Source code for metric_tracking.combined_per_epoch_metric

"""
Module containing a metrics class for tracking and aggregating several metrics related to multiple 3D MRT scans
whose slices may be scattered across different batches.
"""

from typing import Dict, Iterable, List, Optional, Union

import torch
import torchmetrics

from .combined_per_image_metric import CombinedPerImageMetric, MetricName


[docs]class CombinedPerEpochMetric(torchmetrics.Metric):
    """
    A metrics class that tracks the metrics of multiple 3D images whose slices may be scattered across different
    batches. Different metrics can be tracked per image, e.g. dice score and Hausdorff distance, and in case of
    multi-label segmentation tasks, the metrics can also be tracked for different confidence levels. If `reduction` is
    not `"none"`, the per-scan metrics are  aggregated into global per-epoch metric values.

    Args:
        metrics (Iterable[str]): A list of metric names to be tracked. Available options: ``"dice_score"`` |
            ``"sensitivity"``| ``"specificity"``, and ``"hausdorff95"``.
        id_to_class_names (Dict[int, str]): A mapping of class indices to descriptive class names.
        image_ids (Iterable[str]): List of the ids of all images for which the metrics are to be tracked.
        slices_per_image (Union[int, List[int]]): Number of slices per 3d image. If a single integer value is
            provided, it is assumed that all images of the dataset have the same number of slices.
        include_background_in_reduced_metrics (bool, optional): if `False`, class channel index 0 (background class)
            is excluded from the calculation of aggregated metrics. This parameter is used only if `multi_label` is set
            to `False`. Defaults to `True`.
        multi_label (bool, optional): Determines whether the data is multi-label or not (default = `False`).
        confidence_levels (Iterable[float], optional): A list of confidence levels for which the metrics are to be
            tracked separately. This parameter is used only if `multi_label` is set to `True`. Defaults to `[0.5]`.
       reduction_across_classes (string, optional):  Reduction function that is to be used to aggregate the metric
            values of all classes in order to obtain one global metric value, must be either "mean", "max", "min" or
            "none". Defaults to `"mean"`.
       reduction_across_images (string, optional):  Reduction function that is to be used to aggregate the metric
            values of all images in order to obtain the per-class metric value, must be either "mean", "max", "min" or
            "none". Defaults to `"mean"`.
        stage (string, optional): Name of the current stage to be used as prefix for the metric names. E.g. `train`,
            `val` or `test`. Defaults to `None` (no name prefix is used).
    Note:
        If `multi_label` is `False`, the `prediction` tensor is expected to be either the output of the final softmax
        layer of a segmentation model or a label-encoded, sharp prediction.

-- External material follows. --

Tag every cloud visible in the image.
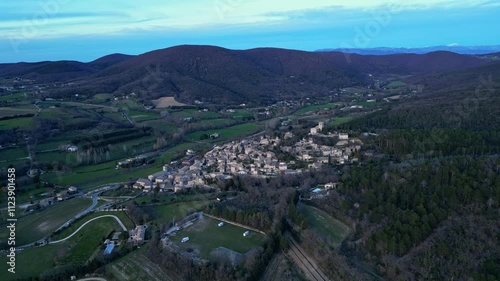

In the first case, the prediction tensor
        must be of floating point type and have the shape :math:`(N, C, X, Y)` or :math:`(N, C, X, Y, Z)` where
        `N = batch size` and `C = number of classes`. In the second case, the prediction tensor must be of integer type
        and have the shape :math:`(N, X, Y)` or :math:`(N, X, Y, Z)`. The `target` tensor is expected to be
        label-encoded in both cases. Thus, it needs to have the shape :math:`(N, X, Y)` or :math:`(N, X, Y, Z)` and be
        of integer type.

        If `multi_label` is `True`, the `prediction` tensor is expected to be either the output of the final sigmoid
        layer of a segmentation model or a sharp prediction. In the first case, the prediction tensors needs to be of
        floating point type and in the second type of integer type. the In both cases the prediction tensor needs to
        have the shape :math:`(N, C, X, Y)` or :math:`(N, C, X, Y, Z)`. The target tensor is expected to contain sharp
        predictions and to have the shape :math:`(N, C, X, Y)` or :math:`(N, C, X, Y, Z)`.

    Shape:
        - | Prediction: :math:`(N, C, X, Y, ...)` or :math:`(N, X, Y, ...)`, where `N = batch size` and `C = number of
          | classes` (see Notes above).
        - Target: :math:`(N, C, X, Y, ...)`, or :math:`(N, X, Y, ...)` (see Notes above).
        - Image_ids: :math:`(N)`, where `N = batch size`.
    """

    # pylint: disable=too-many-arguments, too-many-instance-attributes
    def __init__(
        self,
        metrics: Iterable[MetricName],
        id_to_class_names: Dict[int, str],
        image_ids: Iterable[str],
        slices_per_image: Union[int, List[int]],
        include_background_in_reduced_metrics: bool = False,
        multi_label: bool = False,
        confidence_levels: Optional[Iterable[float]] = None,
        reduction_across_classes: str = "mean",
        reduction_across_images: str = "mean",
        ignore_nan_in_reduction: bool = False,
        stage: Optional[str] = None,
    ):
        super().__init__()
        self.metrics = metrics
        self.include_background_in_reduced_metrics = (
            include_background_in_reduced_metrics
        )
        self.multi_label = multi_label
        self.confidence_levels = (
            confidence_levels if confidence_levels is not None else [0.5]
        )
        self.slices_per_image = slices_per_image
        self.id_to_class_names = id_to_class_names
        self.image_ids = image_ids

        self._metrics_per_image = torch.nn.ModuleDict(
            {
                image_id: CombinedPerImageMetric(
                    self.metrics,
                    self.id_to_class_names,
                    multi_label=self.multi_label,
                    slices_per_image=self.slices_per_image[idx]
                    if isinstance(self.slices_per_image, list)
                    else self.slices_per_image,
                    confidence_levels=self.confidence_levels,
                )
                for idx, image_id in enumerate(self.image_ids)
            }
        )
        self.metrics_to_compute = set()

        if reduction_across_classes not in [
            "mean",
            "max",
            "min",
            "none",
        ] or reduction_across_images not in ["mean", "max", "min", "none"]:
            raise ValueError("Invalid reduction method.")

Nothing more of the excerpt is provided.